Transplant

Question 1

What are the major transplant antigens?

Answer 1

MHC and ABO blood type.

Question 2

Which HLA types are used for kidney allocation?

Answer 2

HLA -A, -B, and -DR.

Question 3

Which antigen is the most important in kidney donor/recipient matching?

Answer 3

HLA -DR. Better match = better long term function/less rejection.

Question 4

What criteria are used for kidney allocation in the US?

Answer 4

Time on list, HLA matching, and panel reactive antibody.

Question 5

What is Panel Reactive Antibody (PRA)?

Answer 5

Identical to cross match, but detects HLA.

Question 6

How does a higher PRA affect transplant waiting time?

Answer 6

Higher PRA will move up higher on the transplant list because it is more difficult to find a match.
-Usually wait longer on list if high
-Gets percentage of cells that recipient serum reacts with

Question 7

What factors increase PRA?

Answer 7

Transfusions, pregnancy, previous transplant, and autoimmune disease.

Question 8

What does a positive crossmatch indicate?

Answer 8

-Lymphocyte crossmatch)
-Detects preformed recipients’ antibodies by mixing recipient serum with donor lymphocytes= termed positive crossmatch (would result in hyperacute rejection)

Question 9

What is the most common cancer after transplant?

Answer 9

MC CA after transplant= skin (squamous cell), then Post-transplant lymphoproliferative disorder. Both of these treatment = decreasing immunosuppression

Post-transplant lymphoproliferative disorders (PTLD)
B cell lymphoma (EB virus infection)
Give ganciclovir for EB virus infection. Rituximab (anti-CD20)
Discontinuation of immunosuppression
Skin tumors: SCC more common than BCC
Average time for a SCC to form following transplant = 8 years

Question 10

What is hyperacute rejection?

Answer 10

Hyperacute rejection (1st 24 hours) – MCC by ABO blood type incompatibility, also anti-HLA abs. Should be detected on crossmatch. Type II hypersensitivity. Organ turns blue and mottled. Tx: Remove organ, emergency re-TXP

Question 11

What characterizes acute rejection?

Answer 11

Occurs days to 6 months post-transplant, mediated by recipient T cells to donor HLA antigens.

Question 12

What is the treatment for acute rejection?

Answer 12

Increase immunosuppression, with pulse steroids being the best option.

Question 13

What does acute rejection show on pathology?

Answer 13

Lymphocytes.

Question 14

What is chronic rejection?

Answer 14

Occurs months to years post-transplant, mainly caused by MHC (HLA) incompatibility. Tx: Increase immunosuppression

Question 15

What does chronic rejection show on pathology?

Answer 15

Fibrosis.

Question 16

What is the mechanism of action of Mycophenolate (MMF)?

Answer 16

Inhibits purine synthesis (DNA anti-metabolite), which inhibits growth of T cells.

-Cellcept
-Don’t follow drug levels
-1000 mg BID

Question 17

What are the side effects of Mycophenolate (MMF)?

Answer 17

Nausea, vomiting, diarrhea, and myelosuppression.

Question 18

What is the mechanism of action of Cyclosporine?

Answer 18

Binds cyclophilin protein, inhibiting calcineurin and decreasing cytokine synthesis. Inhibits IL-2 and IL-4 -> Inhibits T cell activation

Hepatic metabolism
Undergoes enterohepatic re-circulation -> Biliary drain (T tube) can cause decreased levels-> need to increase dose

Question 19

What are the side effects of Cyclosporine?

Answer 19

Nephrotoxicity, hepatotoxicity, tremors, seizures, HUS, nausea, vomiting, diarrhea, and gingival hyperplasia.

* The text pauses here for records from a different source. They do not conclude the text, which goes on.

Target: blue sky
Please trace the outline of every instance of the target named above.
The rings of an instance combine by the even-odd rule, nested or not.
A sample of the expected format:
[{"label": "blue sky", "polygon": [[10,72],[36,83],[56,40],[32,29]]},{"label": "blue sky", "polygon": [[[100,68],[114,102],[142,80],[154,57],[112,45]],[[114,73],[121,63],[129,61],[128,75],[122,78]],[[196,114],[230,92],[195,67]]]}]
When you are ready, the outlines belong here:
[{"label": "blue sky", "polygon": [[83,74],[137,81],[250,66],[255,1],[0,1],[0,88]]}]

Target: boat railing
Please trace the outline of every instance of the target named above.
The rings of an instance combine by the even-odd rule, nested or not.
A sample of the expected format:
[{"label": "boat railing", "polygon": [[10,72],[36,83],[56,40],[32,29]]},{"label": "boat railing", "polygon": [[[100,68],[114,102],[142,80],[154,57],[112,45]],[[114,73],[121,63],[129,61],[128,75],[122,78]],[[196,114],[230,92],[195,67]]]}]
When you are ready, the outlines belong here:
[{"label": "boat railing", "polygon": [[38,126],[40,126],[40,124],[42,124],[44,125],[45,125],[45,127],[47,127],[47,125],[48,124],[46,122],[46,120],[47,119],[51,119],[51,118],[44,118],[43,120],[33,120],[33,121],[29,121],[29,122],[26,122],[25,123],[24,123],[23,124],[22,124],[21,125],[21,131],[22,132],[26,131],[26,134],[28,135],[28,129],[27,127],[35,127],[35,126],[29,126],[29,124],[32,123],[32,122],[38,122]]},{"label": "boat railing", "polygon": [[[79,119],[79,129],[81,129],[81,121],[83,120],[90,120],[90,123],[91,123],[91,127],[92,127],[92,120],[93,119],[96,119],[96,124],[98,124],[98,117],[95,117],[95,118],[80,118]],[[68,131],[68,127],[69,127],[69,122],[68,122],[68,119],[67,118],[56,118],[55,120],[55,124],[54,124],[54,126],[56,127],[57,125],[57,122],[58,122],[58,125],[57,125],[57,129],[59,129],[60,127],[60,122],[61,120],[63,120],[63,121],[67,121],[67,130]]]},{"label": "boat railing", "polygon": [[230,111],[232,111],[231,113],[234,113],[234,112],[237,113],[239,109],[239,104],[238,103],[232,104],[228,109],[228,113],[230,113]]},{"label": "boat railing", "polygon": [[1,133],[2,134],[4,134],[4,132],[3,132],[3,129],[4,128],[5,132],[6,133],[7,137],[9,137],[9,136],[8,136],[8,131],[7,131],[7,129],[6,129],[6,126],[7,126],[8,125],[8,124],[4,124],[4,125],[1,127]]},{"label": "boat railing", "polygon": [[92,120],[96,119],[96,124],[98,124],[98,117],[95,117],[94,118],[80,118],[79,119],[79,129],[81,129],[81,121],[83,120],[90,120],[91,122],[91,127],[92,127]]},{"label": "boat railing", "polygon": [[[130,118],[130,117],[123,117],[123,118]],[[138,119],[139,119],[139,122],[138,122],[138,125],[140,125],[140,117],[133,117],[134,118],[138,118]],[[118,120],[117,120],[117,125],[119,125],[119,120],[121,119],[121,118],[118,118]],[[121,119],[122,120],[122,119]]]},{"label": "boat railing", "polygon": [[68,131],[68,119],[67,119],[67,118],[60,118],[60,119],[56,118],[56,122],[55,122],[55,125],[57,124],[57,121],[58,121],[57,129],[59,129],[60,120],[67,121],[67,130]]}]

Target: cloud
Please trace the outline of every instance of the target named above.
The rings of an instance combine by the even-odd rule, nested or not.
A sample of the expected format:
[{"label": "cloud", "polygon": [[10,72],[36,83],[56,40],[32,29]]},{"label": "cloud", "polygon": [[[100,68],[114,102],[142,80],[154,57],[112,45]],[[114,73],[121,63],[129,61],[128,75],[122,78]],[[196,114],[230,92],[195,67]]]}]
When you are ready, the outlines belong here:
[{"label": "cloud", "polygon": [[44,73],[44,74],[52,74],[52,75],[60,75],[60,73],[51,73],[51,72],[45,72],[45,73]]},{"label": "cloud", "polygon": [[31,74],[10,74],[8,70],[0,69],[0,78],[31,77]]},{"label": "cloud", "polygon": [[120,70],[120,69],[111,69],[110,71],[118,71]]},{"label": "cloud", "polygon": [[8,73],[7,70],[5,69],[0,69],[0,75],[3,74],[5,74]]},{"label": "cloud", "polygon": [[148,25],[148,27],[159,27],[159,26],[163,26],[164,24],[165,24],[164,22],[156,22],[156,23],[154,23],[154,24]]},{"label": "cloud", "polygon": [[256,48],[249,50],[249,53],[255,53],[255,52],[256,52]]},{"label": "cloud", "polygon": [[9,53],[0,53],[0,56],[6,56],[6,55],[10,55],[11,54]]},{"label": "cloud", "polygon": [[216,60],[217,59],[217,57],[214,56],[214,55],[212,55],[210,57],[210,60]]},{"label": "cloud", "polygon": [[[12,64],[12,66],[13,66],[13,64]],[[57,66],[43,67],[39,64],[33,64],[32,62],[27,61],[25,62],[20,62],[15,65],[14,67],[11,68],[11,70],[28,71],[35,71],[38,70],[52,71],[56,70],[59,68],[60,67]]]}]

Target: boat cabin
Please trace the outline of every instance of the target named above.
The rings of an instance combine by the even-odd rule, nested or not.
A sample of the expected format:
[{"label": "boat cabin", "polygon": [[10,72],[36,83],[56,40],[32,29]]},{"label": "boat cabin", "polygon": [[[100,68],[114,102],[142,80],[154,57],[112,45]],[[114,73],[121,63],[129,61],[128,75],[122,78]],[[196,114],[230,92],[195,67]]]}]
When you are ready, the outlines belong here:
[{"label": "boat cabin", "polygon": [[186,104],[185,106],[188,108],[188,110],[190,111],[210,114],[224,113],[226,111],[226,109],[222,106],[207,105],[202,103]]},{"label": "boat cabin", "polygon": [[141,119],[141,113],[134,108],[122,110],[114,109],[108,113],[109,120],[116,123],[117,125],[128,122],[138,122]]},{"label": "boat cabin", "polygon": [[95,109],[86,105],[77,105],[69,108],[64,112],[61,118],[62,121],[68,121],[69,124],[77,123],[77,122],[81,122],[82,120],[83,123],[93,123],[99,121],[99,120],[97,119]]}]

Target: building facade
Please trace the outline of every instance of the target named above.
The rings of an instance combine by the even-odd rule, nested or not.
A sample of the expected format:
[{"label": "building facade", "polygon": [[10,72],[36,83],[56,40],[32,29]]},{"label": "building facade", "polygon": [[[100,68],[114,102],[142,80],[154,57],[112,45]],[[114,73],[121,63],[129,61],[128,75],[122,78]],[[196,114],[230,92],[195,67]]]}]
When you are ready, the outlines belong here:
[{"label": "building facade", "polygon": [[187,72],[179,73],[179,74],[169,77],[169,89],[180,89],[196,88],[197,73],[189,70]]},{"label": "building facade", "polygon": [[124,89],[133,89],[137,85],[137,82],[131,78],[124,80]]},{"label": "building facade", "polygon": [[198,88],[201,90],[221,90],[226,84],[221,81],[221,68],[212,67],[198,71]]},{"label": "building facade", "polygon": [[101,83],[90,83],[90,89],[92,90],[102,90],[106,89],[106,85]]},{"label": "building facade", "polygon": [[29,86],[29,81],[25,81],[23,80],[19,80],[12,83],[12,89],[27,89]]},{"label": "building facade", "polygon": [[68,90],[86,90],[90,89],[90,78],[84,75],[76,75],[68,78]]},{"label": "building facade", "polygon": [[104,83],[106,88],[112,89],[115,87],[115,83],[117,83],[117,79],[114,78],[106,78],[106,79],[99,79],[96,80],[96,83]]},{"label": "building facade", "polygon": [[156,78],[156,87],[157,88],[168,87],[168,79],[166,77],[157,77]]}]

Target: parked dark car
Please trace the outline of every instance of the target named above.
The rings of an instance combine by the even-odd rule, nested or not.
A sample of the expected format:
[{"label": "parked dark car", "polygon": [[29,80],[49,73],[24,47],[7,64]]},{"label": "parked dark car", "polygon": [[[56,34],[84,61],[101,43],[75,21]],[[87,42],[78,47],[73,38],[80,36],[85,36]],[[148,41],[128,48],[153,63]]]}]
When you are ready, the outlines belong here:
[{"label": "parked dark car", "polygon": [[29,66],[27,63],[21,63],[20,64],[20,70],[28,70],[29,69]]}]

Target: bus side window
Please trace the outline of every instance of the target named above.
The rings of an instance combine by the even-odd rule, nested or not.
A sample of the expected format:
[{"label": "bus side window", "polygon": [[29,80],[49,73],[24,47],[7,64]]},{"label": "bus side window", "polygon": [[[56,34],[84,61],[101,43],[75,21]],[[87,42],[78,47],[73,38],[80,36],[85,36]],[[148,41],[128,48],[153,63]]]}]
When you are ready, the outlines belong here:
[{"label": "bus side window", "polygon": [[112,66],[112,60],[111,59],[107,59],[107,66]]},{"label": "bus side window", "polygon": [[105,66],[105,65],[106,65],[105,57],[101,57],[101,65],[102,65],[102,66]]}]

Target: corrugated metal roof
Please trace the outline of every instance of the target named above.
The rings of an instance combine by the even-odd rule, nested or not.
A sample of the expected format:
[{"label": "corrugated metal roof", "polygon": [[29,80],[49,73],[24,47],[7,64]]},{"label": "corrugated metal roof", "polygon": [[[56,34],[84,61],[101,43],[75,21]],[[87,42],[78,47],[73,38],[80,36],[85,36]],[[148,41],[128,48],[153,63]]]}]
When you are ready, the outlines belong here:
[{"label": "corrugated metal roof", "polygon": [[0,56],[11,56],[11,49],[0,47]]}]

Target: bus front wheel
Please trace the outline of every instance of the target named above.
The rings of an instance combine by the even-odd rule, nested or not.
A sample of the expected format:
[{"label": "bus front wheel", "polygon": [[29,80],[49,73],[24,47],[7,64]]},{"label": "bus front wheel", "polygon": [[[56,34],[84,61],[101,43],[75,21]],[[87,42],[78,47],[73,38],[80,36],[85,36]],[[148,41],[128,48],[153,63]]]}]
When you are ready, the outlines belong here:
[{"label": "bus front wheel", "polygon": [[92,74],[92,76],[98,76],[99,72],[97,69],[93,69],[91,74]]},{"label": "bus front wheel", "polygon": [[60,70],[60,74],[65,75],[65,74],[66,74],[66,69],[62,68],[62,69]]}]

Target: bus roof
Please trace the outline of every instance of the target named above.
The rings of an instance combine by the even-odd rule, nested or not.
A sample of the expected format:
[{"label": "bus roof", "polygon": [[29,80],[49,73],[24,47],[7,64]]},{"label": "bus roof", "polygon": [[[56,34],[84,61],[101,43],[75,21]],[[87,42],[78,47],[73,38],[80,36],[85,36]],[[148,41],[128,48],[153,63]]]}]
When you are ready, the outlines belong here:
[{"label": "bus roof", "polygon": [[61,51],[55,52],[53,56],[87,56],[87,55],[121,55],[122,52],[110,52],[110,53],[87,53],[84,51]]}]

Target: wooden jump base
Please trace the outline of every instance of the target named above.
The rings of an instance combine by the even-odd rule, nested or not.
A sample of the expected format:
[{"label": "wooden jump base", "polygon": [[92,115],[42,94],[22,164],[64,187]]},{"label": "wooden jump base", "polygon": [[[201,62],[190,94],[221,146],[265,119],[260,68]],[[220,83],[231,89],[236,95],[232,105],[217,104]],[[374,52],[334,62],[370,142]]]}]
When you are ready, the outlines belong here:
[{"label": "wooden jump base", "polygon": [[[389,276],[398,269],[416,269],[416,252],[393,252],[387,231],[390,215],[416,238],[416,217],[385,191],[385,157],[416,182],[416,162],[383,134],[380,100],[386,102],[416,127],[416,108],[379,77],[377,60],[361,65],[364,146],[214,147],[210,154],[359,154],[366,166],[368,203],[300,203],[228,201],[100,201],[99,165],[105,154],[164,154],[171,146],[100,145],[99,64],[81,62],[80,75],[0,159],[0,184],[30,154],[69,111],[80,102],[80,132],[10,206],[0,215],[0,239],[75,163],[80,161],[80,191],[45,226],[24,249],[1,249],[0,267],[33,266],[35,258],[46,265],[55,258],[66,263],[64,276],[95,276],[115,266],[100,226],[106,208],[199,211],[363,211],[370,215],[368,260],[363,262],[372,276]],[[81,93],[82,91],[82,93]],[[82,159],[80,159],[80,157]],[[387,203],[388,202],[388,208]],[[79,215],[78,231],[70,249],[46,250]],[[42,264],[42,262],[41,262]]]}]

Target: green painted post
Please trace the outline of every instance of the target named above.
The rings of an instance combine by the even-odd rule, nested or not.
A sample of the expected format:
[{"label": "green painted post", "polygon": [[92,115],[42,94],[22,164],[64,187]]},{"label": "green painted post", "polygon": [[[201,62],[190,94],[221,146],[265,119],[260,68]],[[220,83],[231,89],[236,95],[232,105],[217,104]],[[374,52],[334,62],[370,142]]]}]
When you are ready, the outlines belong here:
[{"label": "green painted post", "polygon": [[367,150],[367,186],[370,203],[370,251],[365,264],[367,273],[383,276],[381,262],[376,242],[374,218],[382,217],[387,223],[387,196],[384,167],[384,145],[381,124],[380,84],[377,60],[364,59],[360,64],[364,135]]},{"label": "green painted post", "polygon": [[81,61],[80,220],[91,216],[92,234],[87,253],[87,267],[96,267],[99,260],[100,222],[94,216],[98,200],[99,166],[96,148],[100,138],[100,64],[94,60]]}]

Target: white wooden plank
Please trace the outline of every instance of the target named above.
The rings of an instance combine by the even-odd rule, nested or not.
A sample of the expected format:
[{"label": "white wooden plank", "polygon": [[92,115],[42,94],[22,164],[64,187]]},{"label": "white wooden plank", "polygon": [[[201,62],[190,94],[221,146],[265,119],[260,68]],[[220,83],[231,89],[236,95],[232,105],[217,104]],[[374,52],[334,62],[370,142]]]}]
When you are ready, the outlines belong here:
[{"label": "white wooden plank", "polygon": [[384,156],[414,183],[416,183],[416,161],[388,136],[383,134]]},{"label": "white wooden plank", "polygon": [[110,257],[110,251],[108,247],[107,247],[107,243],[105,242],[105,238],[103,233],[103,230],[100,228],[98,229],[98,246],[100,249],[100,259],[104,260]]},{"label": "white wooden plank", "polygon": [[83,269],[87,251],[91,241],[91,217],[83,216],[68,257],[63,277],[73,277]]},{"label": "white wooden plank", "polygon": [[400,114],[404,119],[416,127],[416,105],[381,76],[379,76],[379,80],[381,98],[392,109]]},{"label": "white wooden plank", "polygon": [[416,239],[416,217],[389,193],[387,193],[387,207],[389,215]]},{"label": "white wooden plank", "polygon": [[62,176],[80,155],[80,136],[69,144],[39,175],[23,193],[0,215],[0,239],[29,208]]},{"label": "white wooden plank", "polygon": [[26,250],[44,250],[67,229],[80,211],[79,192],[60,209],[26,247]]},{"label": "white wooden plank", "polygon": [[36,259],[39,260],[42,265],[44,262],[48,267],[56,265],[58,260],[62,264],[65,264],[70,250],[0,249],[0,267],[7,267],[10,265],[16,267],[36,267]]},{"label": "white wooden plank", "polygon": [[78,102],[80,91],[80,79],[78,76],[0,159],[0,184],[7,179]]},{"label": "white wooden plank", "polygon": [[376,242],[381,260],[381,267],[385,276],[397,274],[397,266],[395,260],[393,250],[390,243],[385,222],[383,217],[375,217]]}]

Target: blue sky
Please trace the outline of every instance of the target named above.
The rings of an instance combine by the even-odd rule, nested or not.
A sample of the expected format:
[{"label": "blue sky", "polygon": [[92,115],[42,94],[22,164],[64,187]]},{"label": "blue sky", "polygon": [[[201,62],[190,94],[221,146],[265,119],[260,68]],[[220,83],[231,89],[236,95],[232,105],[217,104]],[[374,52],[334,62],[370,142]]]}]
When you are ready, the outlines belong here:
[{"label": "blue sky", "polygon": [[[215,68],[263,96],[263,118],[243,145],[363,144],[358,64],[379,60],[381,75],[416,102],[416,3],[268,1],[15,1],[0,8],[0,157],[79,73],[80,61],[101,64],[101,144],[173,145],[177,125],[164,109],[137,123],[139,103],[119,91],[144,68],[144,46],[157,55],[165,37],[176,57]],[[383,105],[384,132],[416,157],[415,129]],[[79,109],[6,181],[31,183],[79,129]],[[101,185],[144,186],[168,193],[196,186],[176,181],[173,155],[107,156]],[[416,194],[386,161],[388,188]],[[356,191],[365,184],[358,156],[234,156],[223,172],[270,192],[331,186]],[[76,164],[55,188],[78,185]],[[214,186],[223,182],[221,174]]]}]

Does not alter wound healing

Question 20

What is the mechanism of action of Tacrolimus?

Answer 20

Prograf/FK-506
Binds FK binding protein, inhibiting calcineurin and decreasing IL-2 and IL-4.

Hepatic metabolism but much less hepatic recirculation compared to cyclosporine
Less rejection episodes in kidney txp when compared to cyclosporine (calcineurin inhibitors)

Question 21

What are the side effects of Tacrolimus?

Answer 21

Nephrotoxicity, increased nausea, vomiting, diarrhea, diabetes, and mood changes.

Question 22

What is the mechanism of action of Sirolimus?

Answer 22

Sirolimus (rapamycin) – Binds FK binding protein like FK-506 but inhibits mammalian target of rapamycin mTOR → Decreases IL2,
Not a calcineurin inhibitor!!!!

Is not nephrotoxic
Associated with reduced incidence of de novo malignancies

Question 23

What are the side effects of Sirolimus?

Answer 23

ASSOCIATED WITH DRUG INDUCED HEPATIC ARTERY THROMBOSIS, avoid in early liver TXP
Issues with wound healing= avoid in early post op
SE: interstitial lung dz, pneumonitis, thrombocytopenia

Question 24

What is Anti-thymocyte globulin?

Answer 24

Equine or rabbit polyclonal antibodies against T cell antigens (CD2, CD3, CD4)
Is cytolytic → complement dependent
Used for induction and severe acute rejection episodes

Blocks the T cell activating pathway by constitutively activating it and causing it to EXPLODE.

Question 25

What are the side effects of Anti-thymocyte globulin?

Answer 25

• cytokine release syndrome (fever, chills, pulm edema, shock) give steroids, Tylenol, Benadryl before drug to prevent this.
• Myelosuppresion
• PTLD!!!!!!!

Question 26

What is Basiliximab/Daclizumab?

Answer 26

Monoclonal antibody IL-2 receptor inhibitor used as induction or for refractory acute rejection.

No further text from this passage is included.